Capitalised terms used in this announcement have the meanings given to them in the announcement of the Lanstead Subscription and Placing on 3 August 2022.
To download full announcement click here
NOT FOR PUBLICATION, DISTRIBUTION OR RELEASE DIRECTLY OR INDIRECTLY, IN WHOLE OR IN PART, IN OR INTO THE UNITED STATES, CANADA, AUSTRALIA, JAPAN OR THE REPUBLIC OF SOUTH AFRICA OR IN ANY OTHER JURISDICTION IN WHICH OFFERS OR SALES WOULD BE PROHIBITED BY APPLICABLE LAW. THIS ANNOUNCEMENT IS NOT AN OFFER TO SELL OR A SOLICITATION TO BUY SECURITIES IN ANY JURISDICTION, INCLUDING THE UNITED STATES, CANADA, AUSTRALIA, JAPAN AND THE REPUBLIC OF SOUTH AFRICA. NEITHER THIS ANNOUNCEMENT NOR ANYTHING CONTAINED HEREIN SHALL FORM THE BASIS OF, OR BE RELIED UPON IN CONNECTION WITH, ANY OFFER OR COMMITMENT WHATSOEVER IN ANY JURISDICTION.

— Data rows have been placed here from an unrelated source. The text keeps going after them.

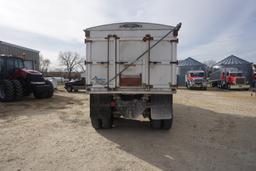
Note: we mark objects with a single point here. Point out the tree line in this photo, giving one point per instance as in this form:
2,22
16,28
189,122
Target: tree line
71,61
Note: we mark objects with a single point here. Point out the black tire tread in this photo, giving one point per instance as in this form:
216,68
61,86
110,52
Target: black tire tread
8,90
18,90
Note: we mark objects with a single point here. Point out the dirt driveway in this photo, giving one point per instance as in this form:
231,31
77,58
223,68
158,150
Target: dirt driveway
213,130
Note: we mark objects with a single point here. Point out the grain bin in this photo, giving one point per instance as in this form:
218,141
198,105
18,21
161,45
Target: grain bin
233,61
188,64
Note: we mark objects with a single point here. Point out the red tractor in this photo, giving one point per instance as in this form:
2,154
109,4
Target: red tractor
196,79
16,81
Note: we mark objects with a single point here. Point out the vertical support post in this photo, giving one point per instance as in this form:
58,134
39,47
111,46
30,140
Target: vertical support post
108,46
147,38
149,62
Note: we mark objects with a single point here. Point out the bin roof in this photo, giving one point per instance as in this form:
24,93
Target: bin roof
189,62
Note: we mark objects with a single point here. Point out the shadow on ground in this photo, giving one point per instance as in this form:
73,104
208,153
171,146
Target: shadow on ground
32,106
199,140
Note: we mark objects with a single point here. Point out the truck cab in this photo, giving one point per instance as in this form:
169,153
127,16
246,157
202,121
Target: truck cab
16,81
196,79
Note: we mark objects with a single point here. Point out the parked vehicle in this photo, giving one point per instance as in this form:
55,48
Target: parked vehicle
53,81
75,85
228,78
17,81
196,79
131,71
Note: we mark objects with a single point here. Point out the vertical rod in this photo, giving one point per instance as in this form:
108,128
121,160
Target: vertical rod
115,60
108,63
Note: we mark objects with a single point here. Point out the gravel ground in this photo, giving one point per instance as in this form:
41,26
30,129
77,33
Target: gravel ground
212,130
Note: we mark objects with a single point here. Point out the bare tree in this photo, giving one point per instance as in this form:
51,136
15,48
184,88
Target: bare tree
44,64
70,60
82,66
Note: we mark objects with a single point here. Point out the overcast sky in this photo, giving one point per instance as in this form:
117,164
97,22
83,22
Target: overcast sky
212,29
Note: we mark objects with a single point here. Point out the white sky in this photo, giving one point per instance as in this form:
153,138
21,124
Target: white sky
211,29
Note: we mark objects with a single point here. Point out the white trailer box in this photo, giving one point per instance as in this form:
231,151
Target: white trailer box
131,59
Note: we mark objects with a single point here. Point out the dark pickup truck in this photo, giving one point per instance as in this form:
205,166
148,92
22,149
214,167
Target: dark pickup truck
75,85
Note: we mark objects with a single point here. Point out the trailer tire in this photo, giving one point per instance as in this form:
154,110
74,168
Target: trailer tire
107,123
50,90
69,89
155,124
96,123
6,91
100,111
167,124
18,90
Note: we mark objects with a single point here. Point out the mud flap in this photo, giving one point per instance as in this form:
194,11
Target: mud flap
161,107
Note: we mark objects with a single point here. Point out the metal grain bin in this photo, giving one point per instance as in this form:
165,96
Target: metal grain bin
186,65
233,61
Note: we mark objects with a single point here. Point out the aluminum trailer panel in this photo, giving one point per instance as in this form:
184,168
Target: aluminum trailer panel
111,48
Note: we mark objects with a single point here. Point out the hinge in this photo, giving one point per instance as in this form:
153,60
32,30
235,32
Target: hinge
174,40
147,37
102,62
121,62
155,62
87,41
87,62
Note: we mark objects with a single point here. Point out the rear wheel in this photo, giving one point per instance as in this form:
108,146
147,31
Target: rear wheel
50,90
18,90
69,89
7,91
166,124
155,124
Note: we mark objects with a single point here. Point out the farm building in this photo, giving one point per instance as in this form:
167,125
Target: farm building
236,62
186,65
31,56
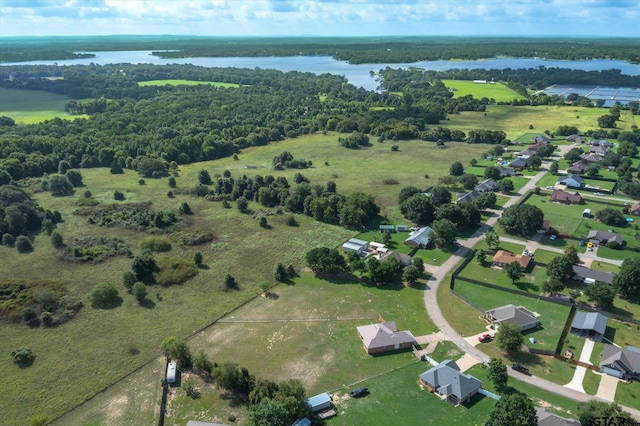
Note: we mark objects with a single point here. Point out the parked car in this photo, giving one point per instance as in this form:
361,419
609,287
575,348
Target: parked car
485,338
358,392
521,368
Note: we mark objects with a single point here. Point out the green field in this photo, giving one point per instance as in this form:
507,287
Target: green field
32,106
186,83
497,91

THIS ANNOUNCEMENT CONTAINS INSIDE INFORMATION FOR THE PURPOSES OF ARTICLE 7 OF REGULATION 2014/596/EU. IN ADDITION, MARKET SOUNDINGS WERE TAKEN IN RESPECT OF THE MATTERS CONTAINED IN THIS ANNOUNCEMENT, WITH THE RESULT THAT CERTAIN PERSONS BECAME AWARE OF SUCH INSIDE INFORMATION. UPON THE PUBLICATION OF THIS ANNOUNCEMENT, THIS INSIDE INFORMATION IS NOW CONSIDERED TO BE IN THE PUBLIC DOMAIN AND SUCH PERSONS SHALL THEREFORE CEASE TO BE IN POSSESSION OF INSIDE INFORMATION.